結論。アレックス三部作の中でいちばん好きだ。それは、他2作が男女の話に終始しているのとは違って、ベースが犯罪映画であり、アレックスを中心にした人間関係の面白さがあるからだ。当時のエイズを前提にしたと思われる愛のない性交で感染する病気、ハレー彗星の接近による気温の上昇というSFぽい設定も面白い。しかしそれは製薬会社からウィルスを盗み出す物語のお膳立てでしかなく、ストーリー上で大きな影響はない。それよりもクセの強い登場人物たちの個性が際立っていて、次にどんな行動に出るのだろう、何を口にするのだろうと思うと目が離せない。

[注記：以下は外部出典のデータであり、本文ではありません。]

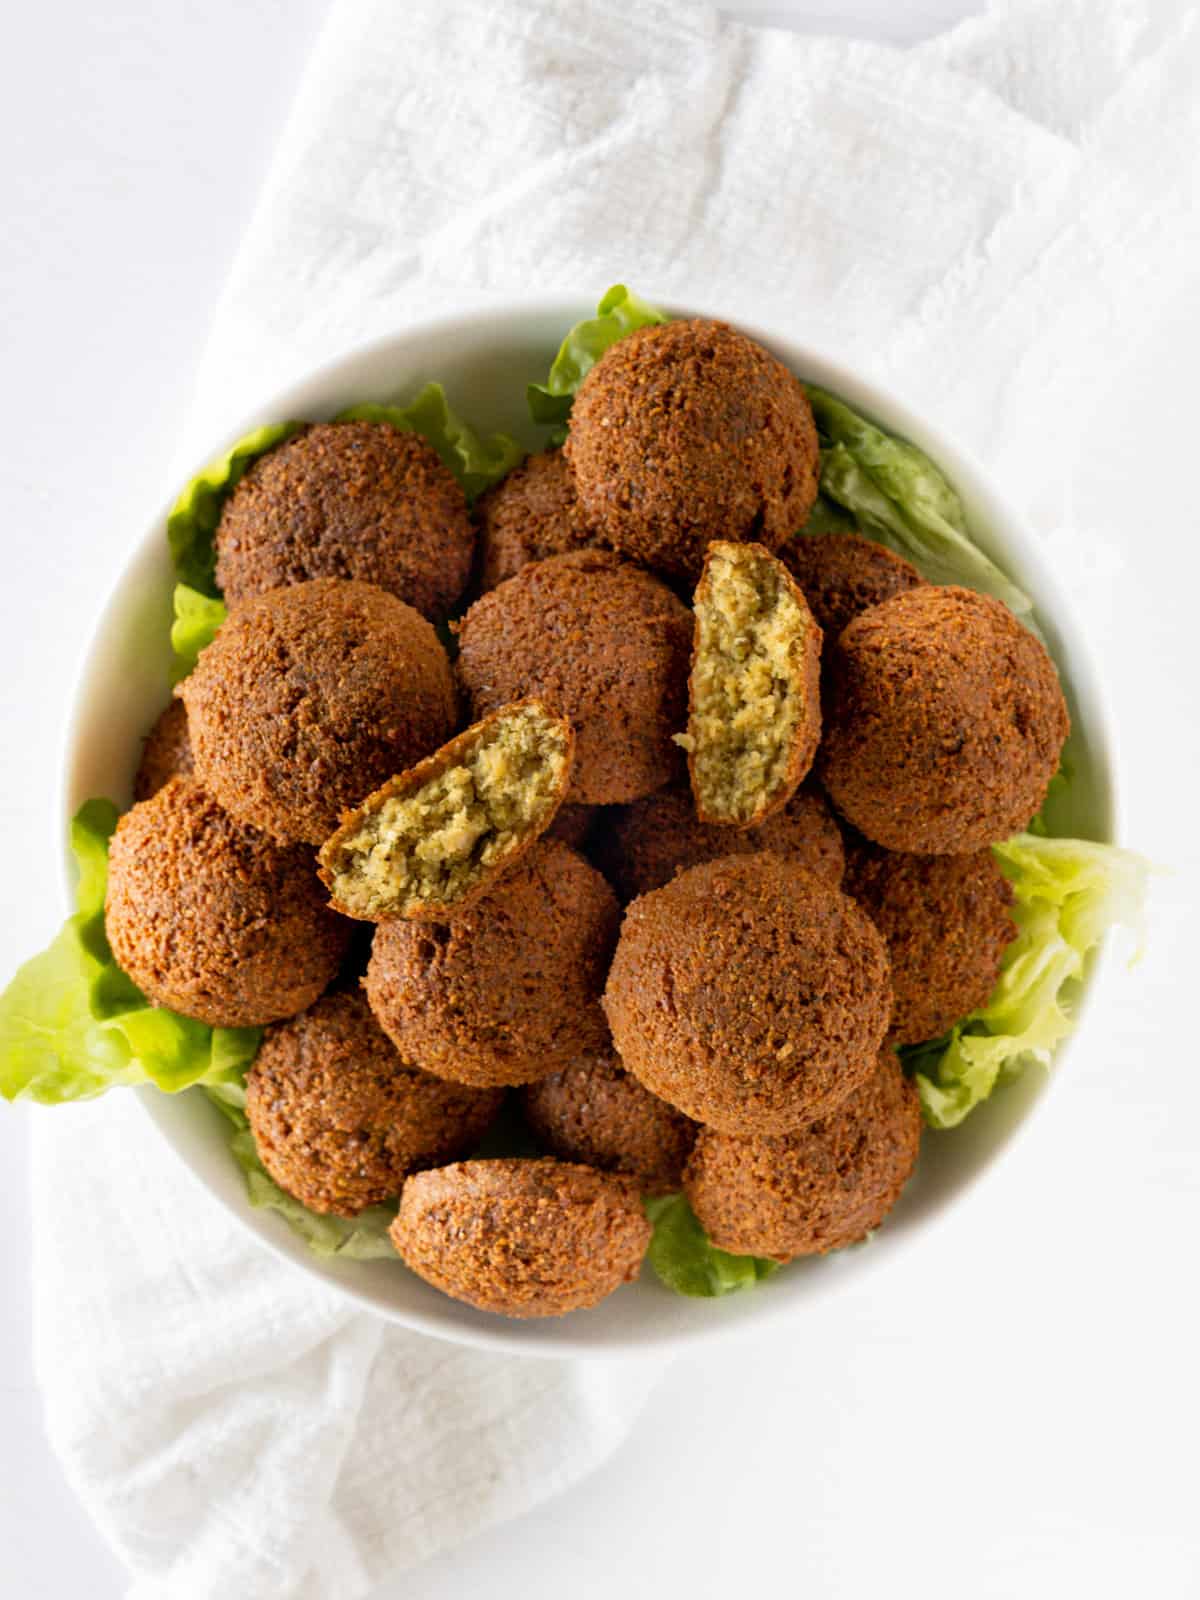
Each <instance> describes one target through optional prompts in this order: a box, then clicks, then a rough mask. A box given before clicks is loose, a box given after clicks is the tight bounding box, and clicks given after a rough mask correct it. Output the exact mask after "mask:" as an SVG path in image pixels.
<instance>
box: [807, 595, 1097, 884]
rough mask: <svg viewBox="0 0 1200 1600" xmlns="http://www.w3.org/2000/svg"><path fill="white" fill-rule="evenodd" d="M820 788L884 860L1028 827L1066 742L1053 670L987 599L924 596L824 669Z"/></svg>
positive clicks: (906, 602) (820, 768) (978, 845)
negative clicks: (822, 786)
mask: <svg viewBox="0 0 1200 1600" xmlns="http://www.w3.org/2000/svg"><path fill="white" fill-rule="evenodd" d="M826 685H827V694H826V733H824V741H822V746H821V754H819V758H818V766H819V774H821V781H822V784H824V786H826V790H827V794H829V798H830V800H832V802H834V805H835V806H837V810H838V811H840V813H842V816H845V818H846V819H848V821H850V822H853V824H854V827H856V829H858V830H859V832H861V834H866V837H867V838H870V840H872V842H874V843H877V845H883V848H885V850H898V851H912V853H917V854H923V856H939V854H962V853H966V851H973V850H981V848H982V846H984V845H995V843H1000V840H1003V838H1008V837H1010V835H1011V834H1016V832H1018V830H1019V829H1022V827H1026V826H1027V822H1029V819H1030V818H1032V816H1034V813H1035V811H1037V810H1038V806H1040V805H1042V802H1043V800H1045V797H1046V789H1048V786H1050V779H1051V778H1053V776H1054V771H1056V770H1058V762H1059V755H1061V752H1062V744H1064V741H1066V738H1067V733H1069V730H1070V720H1069V717H1067V704H1066V699H1064V698H1062V688H1061V685H1059V682H1058V674H1056V672H1054V662H1053V661H1051V659H1050V656H1048V654H1046V650H1045V646H1043V645H1042V643H1040V640H1037V638H1034V635H1032V634H1030V632H1027V630H1026V629H1024V627H1021V624H1019V622H1018V619H1016V618H1014V616H1013V613H1011V611H1010V610H1008V608H1006V606H1003V605H1002V603H1000V602H998V600H992V598H990V597H989V595H979V594H974V592H973V590H970V589H954V587H949V589H938V587H933V586H931V584H923V586H922V587H920V589H909V590H907V592H906V594H898V595H893V598H891V600H885V602H883V603H882V605H877V606H872V610H870V611H864V613H862V616H859V618H856V621H853V622H851V624H850V627H846V629H845V630H843V634H842V635H840V638H838V640H837V643H835V645H834V648H832V651H830V653H829V658H827V674H826Z"/></svg>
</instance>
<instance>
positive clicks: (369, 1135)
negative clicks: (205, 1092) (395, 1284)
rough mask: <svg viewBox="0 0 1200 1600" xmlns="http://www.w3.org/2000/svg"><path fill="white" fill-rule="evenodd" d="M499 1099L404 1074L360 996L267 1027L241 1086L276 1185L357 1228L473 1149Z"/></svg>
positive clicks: (496, 1108) (422, 1077)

アレックスは、ジュリエット・ビノシュ演ずるアンナに恋してしまうのだが、妙に強がってみたり子供じみた行動をとってみたり。二人の夜の会話シーンは、気持ちを突きつけてくるアレックスをアンナがかわすやりとりが延々と続く。ちょっと凝ったフランス映画の会話は、詩的だったり哲学的な台詞を散りばめてきがち。カラックスの思わせぶりな台詞をここで散りばめてくるんだろうと思っていたが、ぜんぜん違う。発作で倒れたミシェル・ピコリを思って涙するジュリエット・ビノシュを、腹話術で笑わせて笑顔を取り戻そうとする。覗き魔が怖い彼女を向かいのホテルまで抱きかかえて連れて行き、さらに電話して話がしたい…いつまでこのシーンを引っ張るんだとじれったくて仕方ない。でも、涙を拭く紙の色がカット毎に変わり、そこから覗くジュリエットの表情がたまらなくいい。

彼を慕う少女リーズを演ずるジュリー・デルピーのまっすぐな思い。彼を仕事に勧誘する初老の男たち。荒っぽい言動が目立つミシェル・ピコリ、大仕事の前にめかしこむハンス・メイヤー。黒幕のアメリカ女。どのキャラクターもそれぞれの生き様を感じさせる。

さらに、映像の作りや構図が全然違う。背景の美しさが印象的だった「ポンヌフ」と違って、「汚れた血」はひたすらアップが多い。表情と台詞以外の情報を与えてくれない。それが不思議な没入感になり、僕はすごく引き込まれた。また、建物の壁に映る影が印象的。逆光で黒く染まる実像の隣に輪郭がはっきりする濃い影がアレックスの見えない表情を示してるみたい。他にも鏡やガラスに映った像の使い方がうまくて、映像が雄弁なのだ。

そしてデビッド・ボウイのModern Loveをバックに誰もいない街を走って踊るアレックス。それは何かを振り切ろうとしているかのように見えた。同じ曲を使った韓国映画「スウィング・キッズ」もカメラの横移動で踊る女性を映す。影響あるのかな。疾走するのはそれだけじゃない。バイクで疾走するジュリー・デルピー、そして何かを振り切るように滑走路を走り出すラストのジュリエット・ビノシュ。みんな何かに縛られて飛び立てない鳥たち。